O grande problema está em partir da idéia de um Deus distante, que nos foi ensinada a partir de conceitos abstratos, de catequeses sem compromissos reais com a vida da família e da comunidade. Até mesmo Jesus aparece como Deus, cheio de poder, mas tão pouco humano. A sua figura é revestida de sinais divinos, auréolas, olhar distante, estendendo a mão e dando ordens; por onde passava, os milagres aconteciam, os demônios eram expulsos, os adversários eram calados. Fica claro que concepções assim justificam a arrogância humana: o ser humano que sabe o que é certo e o que é errado deve, por meio da oração, “convencer” a Jesus ou a Deus para que faça exatamente isso ou aquilo que se quer. Quando não o faz, a culpa é dele. Todas as responsabilidades humanas estão justificadas.
Talvez, cada vez mais, os padres e os pastores das comunidades, têm hoje a árdua tarefa de “defender” a Deus diante das graves acusações que são proferidas contra Ele. Como exemplo, cito o caso de um grave acidente automobilístico que vitimou um pai de família. Durante a missa do sétimo dia um membro da família afirmou que “Deus nos ‘aprontou’ uma: infelizmente Deus quis assim (deixar a mulher e os filhos passar por essa dor)! Mas agora, vamos pedir para que ele, esposo e pai, interceda diante de Deus pela família, para que agora, Deus cuide dela”. Se não fosse um momento de dor e de muita sensibilidade, esse comentarista mereceria uma repreensão pública. Culpar Deus, de maneira tão descarada, é uma calúnia que não poderia passar em branco: uma blasfêmia! Esse linguajar é comum não somente entre pessoas menos esclarecidas, mas até entre os mais preparados, os que deviam ser mais prudentes para poder ajudar aos demais, se ouve coisas desse gênero.
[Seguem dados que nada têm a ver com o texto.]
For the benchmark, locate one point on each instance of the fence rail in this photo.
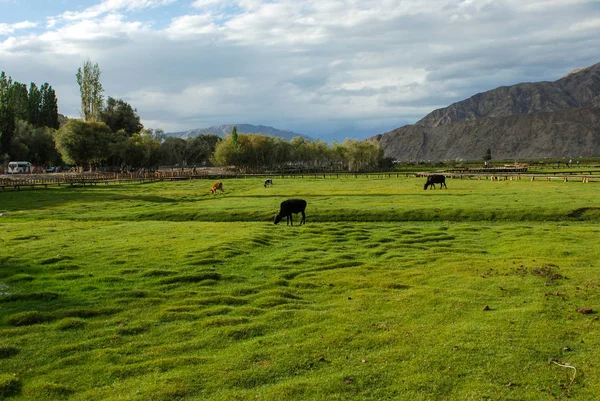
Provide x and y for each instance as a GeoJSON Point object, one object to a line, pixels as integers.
{"type": "Point", "coordinates": [32, 181]}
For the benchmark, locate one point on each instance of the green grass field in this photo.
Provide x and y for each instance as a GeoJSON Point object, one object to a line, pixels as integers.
{"type": "Point", "coordinates": [163, 291]}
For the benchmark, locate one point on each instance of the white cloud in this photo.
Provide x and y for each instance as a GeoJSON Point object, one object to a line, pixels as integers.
{"type": "Point", "coordinates": [111, 6]}
{"type": "Point", "coordinates": [6, 29]}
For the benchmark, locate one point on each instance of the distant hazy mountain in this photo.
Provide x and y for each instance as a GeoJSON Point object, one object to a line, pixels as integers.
{"type": "Point", "coordinates": [224, 130]}
{"type": "Point", "coordinates": [542, 119]}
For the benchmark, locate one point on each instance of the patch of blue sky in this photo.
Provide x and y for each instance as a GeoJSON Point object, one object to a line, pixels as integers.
{"type": "Point", "coordinates": [16, 11]}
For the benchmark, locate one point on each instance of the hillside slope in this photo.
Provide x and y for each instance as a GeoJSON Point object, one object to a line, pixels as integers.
{"type": "Point", "coordinates": [224, 130]}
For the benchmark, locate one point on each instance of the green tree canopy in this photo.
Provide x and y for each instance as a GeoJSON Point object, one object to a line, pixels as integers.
{"type": "Point", "coordinates": [34, 144]}
{"type": "Point", "coordinates": [91, 91]}
{"type": "Point", "coordinates": [84, 143]}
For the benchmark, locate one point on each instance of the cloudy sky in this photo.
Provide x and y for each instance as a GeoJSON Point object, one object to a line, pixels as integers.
{"type": "Point", "coordinates": [325, 68]}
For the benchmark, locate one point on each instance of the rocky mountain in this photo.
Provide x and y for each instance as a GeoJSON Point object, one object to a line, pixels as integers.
{"type": "Point", "coordinates": [544, 119]}
{"type": "Point", "coordinates": [224, 130]}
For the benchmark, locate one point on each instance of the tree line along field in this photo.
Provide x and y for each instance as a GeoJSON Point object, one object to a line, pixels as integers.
{"type": "Point", "coordinates": [485, 291]}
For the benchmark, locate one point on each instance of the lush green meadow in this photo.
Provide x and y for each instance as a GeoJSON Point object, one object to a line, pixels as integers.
{"type": "Point", "coordinates": [163, 291]}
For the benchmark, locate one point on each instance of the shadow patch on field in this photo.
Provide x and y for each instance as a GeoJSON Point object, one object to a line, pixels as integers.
{"type": "Point", "coordinates": [63, 267]}
{"type": "Point", "coordinates": [58, 259]}
{"type": "Point", "coordinates": [69, 276]}
{"type": "Point", "coordinates": [192, 278]}
{"type": "Point", "coordinates": [333, 266]}
{"type": "Point", "coordinates": [26, 238]}
{"type": "Point", "coordinates": [204, 262]}
{"type": "Point", "coordinates": [8, 351]}
{"type": "Point", "coordinates": [585, 213]}
{"type": "Point", "coordinates": [158, 273]}
{"type": "Point", "coordinates": [49, 391]}
{"type": "Point", "coordinates": [34, 296]}
{"type": "Point", "coordinates": [20, 278]}
{"type": "Point", "coordinates": [246, 333]}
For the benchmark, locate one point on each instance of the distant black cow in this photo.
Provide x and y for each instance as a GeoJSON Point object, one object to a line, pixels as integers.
{"type": "Point", "coordinates": [291, 206]}
{"type": "Point", "coordinates": [435, 179]}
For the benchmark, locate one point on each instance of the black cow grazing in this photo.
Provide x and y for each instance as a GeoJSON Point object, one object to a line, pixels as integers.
{"type": "Point", "coordinates": [435, 179]}
{"type": "Point", "coordinates": [291, 206]}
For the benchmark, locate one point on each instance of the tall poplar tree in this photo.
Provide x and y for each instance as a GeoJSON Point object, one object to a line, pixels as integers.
{"type": "Point", "coordinates": [91, 90]}
{"type": "Point", "coordinates": [7, 115]}
{"type": "Point", "coordinates": [48, 107]}
{"type": "Point", "coordinates": [34, 100]}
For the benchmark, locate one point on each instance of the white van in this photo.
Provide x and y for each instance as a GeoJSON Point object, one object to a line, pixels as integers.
{"type": "Point", "coordinates": [19, 168]}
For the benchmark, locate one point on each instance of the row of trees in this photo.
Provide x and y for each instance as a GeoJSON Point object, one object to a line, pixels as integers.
{"type": "Point", "coordinates": [259, 152]}
{"type": "Point", "coordinates": [111, 134]}
{"type": "Point", "coordinates": [25, 115]}
{"type": "Point", "coordinates": [95, 144]}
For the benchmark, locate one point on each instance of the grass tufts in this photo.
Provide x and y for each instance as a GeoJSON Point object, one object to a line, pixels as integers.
{"type": "Point", "coordinates": [8, 351]}
{"type": "Point", "coordinates": [10, 385]}
{"type": "Point", "coordinates": [30, 318]}
{"type": "Point", "coordinates": [157, 273]}
{"type": "Point", "coordinates": [50, 391]}
{"type": "Point", "coordinates": [34, 296]}
{"type": "Point", "coordinates": [191, 278]}
{"type": "Point", "coordinates": [20, 278]}
{"type": "Point", "coordinates": [69, 276]}
{"type": "Point", "coordinates": [70, 323]}
{"type": "Point", "coordinates": [51, 261]}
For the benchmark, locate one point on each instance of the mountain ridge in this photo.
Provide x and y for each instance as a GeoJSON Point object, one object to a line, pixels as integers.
{"type": "Point", "coordinates": [540, 119]}
{"type": "Point", "coordinates": [224, 130]}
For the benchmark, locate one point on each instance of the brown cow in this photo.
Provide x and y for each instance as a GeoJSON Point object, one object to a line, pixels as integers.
{"type": "Point", "coordinates": [216, 186]}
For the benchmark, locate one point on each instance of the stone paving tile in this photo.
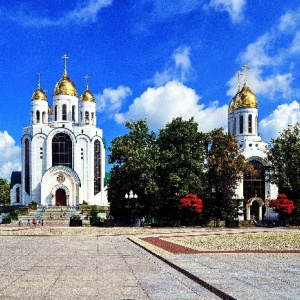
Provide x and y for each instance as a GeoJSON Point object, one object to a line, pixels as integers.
{"type": "Point", "coordinates": [43, 267]}
{"type": "Point", "coordinates": [246, 276]}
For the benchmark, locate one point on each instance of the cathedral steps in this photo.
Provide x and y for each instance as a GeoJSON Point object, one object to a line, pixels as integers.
{"type": "Point", "coordinates": [54, 215]}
Usam, sem escrúpulos, argumentos tão injustos.
Pode-se interrogar: mas adianta, em situações como essas, falar das responsabilidades humanas, ou dos erros que foram cometidos, das irresponsabilidades, das imprudências? Talvez não seja, de fato, o momento mais oportuno de se falar sobre erros humanos (esta reflexão deve ser feita mais tarde, em outros momentos), mas a hora é muito propícia de se falar da presença de Deus aos sofredores. É justamente no momento da dor que se precisa testemunhar a presença de Jesus Cristo. Jesus mostrou Deus, não com altos discursos teológicos, mas no estar com os mais necessitados. Lá onde havia sofrimento, lá ele estava. Onde estava o irmão sofredor ele agia, curava, libertava, perdoava e instruía.
Está mais do que na hora de que se volte para o Deus de Jesus de Nazaré. Somente olhando para este Jesus concreto é que iremos conhecer o verdadeiro Deus: aquele que é Pai de todos, aquele que se preocupa com todos. Tudo consiste em crer ou não crer verdadeiramente em Jesus. É por meio de sua humanidade que chegamos, até onde for possível, à sua divindade. O amor anunciado e vivido por Jesus de Nazaré é a interpretação acessível do mistério divino para todo ser humano.
Conclui-se assim, que antes de se apresentar como pregador do Evangelho, o padre ou pastor, precisa seguir os passos de Jesus de Nazaré – ser discípulo – para formado por ele, ter coragem de falar do verdadeiro Deus. A defesa de Deus pode exigir muita coragem e, quem sabe, até resultar em antipatia – uma vez que se esperam sempre palavras bonitas -, mas a justiça deve ser levada em conta. Precisamos ser justos também com Deus. Ele conta conosco. Foi para isso Cristo convidou e enviou os seus discípulos em seu nome.